Stochastic Reconstruction of Gappy Lagrangian Turbulent Signals by Conditional Diffusion Models

Abstract: We present a stochastic method for reconstructing missing spatial and velocity data along the trajectories of small objects passively advected by turbulent flows with a wide range of temporal or spatial scales, such as small balloons in the atmosphere or drifters in the ocean. Our approach makes use of conditional generative diffusion models, a recently proposed data-driven machine learning technique. We solve the problem for two paradigmatic open problems, the case of 3D tracers in homogeneous and isotropic turbulence, and 2D trajectories from the NOAA-funded Global Drifter Program. We show that for both cases, our method is able to reconstruct velocity signals retaining non-trivial scale-by-scale properties that are highly non-Gaussian and intermittent.

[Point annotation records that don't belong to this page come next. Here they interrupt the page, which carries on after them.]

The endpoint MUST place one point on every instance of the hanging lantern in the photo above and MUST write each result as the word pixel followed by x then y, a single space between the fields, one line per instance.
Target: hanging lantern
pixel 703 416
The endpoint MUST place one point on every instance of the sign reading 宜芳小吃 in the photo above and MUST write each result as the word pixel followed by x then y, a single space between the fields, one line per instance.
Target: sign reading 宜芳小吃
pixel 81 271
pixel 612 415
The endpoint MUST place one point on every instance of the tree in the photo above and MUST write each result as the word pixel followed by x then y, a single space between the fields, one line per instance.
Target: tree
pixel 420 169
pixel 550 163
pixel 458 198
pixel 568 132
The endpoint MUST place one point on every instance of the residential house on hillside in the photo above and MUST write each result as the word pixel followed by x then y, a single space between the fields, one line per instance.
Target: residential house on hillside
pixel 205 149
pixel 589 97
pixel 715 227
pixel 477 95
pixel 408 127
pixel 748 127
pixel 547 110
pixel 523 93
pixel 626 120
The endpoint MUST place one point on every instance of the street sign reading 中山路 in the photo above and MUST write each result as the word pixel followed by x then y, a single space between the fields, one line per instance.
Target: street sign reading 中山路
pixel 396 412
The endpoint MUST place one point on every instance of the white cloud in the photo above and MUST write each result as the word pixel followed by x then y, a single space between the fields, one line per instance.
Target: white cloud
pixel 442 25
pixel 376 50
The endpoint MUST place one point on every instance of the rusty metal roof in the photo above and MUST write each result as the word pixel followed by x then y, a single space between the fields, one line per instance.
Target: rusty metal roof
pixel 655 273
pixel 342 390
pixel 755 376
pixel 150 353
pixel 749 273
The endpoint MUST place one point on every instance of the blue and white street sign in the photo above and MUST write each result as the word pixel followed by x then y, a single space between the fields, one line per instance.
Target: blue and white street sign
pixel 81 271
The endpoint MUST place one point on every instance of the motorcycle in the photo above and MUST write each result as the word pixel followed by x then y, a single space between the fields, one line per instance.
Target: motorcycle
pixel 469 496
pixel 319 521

A key feature of our method is its flexibility in dealing with the location and shape of data gaps, as well as its ability to naturally exploit correlations between different components, leading to superior accuracy, with respect to Gaussian process regressions, for both pointwise reconstruction and statistical expressivity. Our method shows promising applications also to a wide range of other Lagrangian problems, including multi-particle dispersion in turbulence, dynamics of charged particles in astrophysics and plasma physics, and pedestrian dynamics.